Last March, after tough and intense negotiations, all the details of the pact were agreed upon, and its adoption was postponed until Monday. The text is now finally legally adopted, having been reviewed by legal services and translated into the six official languages of the UN. Over the next few months, UN member countries will sign and ratify the high seas treaty, which requires the ratification of at least 60 member states.
Why are the oceans important?
The oceans are vast bodies of saltwater that cover over 70 % of the Earth’s surface, housing 97 % of the water on our planet. There are five oceans on Earth that span the entire globe: the Pacific, Atlantic, Indian, Arctic, and Antarctic.
These five oceans harbor millions of animal and plant species that are threatened by marine pollution. Humans have turned these aquatic ecosystems into true dumping grounds, thereby causing ocean pollution.
Until the 1970s, humans held a mistaken popular belief. Due to the large amounts of water in the oceans, we thought that they had the ability to dilute all the pollutants we dumped into the sea without any consequences for these aquatic environments, hoping that they would disappear into the depths of these vast bodies of water.
Objective 14 of the Sustainable Development Goals, established in 2015 by the United Nations General Assembly, states the following regarding the oceans:
“GOAL 14: CONSERVE AND SUSTAINABLY USE THE OCEANS, SEAS, AND MARINE RESOURCES.”
Treaty to protect the high seas and the good health of the oceans
The high seas – waters located more than 200 nautical miles from the coast – are those areas of the oceans that do not belong to any country.

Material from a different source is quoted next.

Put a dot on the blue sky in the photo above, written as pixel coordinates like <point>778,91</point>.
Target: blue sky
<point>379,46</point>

They begin where the exclusive economic zones of states end. They lie beyond the borders of any nation, being the common heritage of humanity. Therefore, they are not under the jurisdiction of any state.
Covering nearly 50 % of the planet, the high seas generate almost half of the oxygen we humans breathe. Their waters provide habitat for millions of species. Prior to the adoption of the treaty to protect the high seas, as they did not belong to any country, pollution, navigation, overfishing, and other activities were significantly affecting these waters.
The High Seas Treaty is vital for implementing the Global Biodiversity Framework. It represents the first global treaty for the conservation and sustainable use of marine biodiversity in the high seas. It holds countries responsible for protecting and conserving at least 30 % of the oceans. Additionally, it aims to ensure the restoration of 30 % of degraded areas by 2030.
António Guterres, Secretary-General of the United Nations (UN), warned that the High Seas Treaty is essential in combating the threats facing the Earth – climate change, pollution, and biodiversity loss.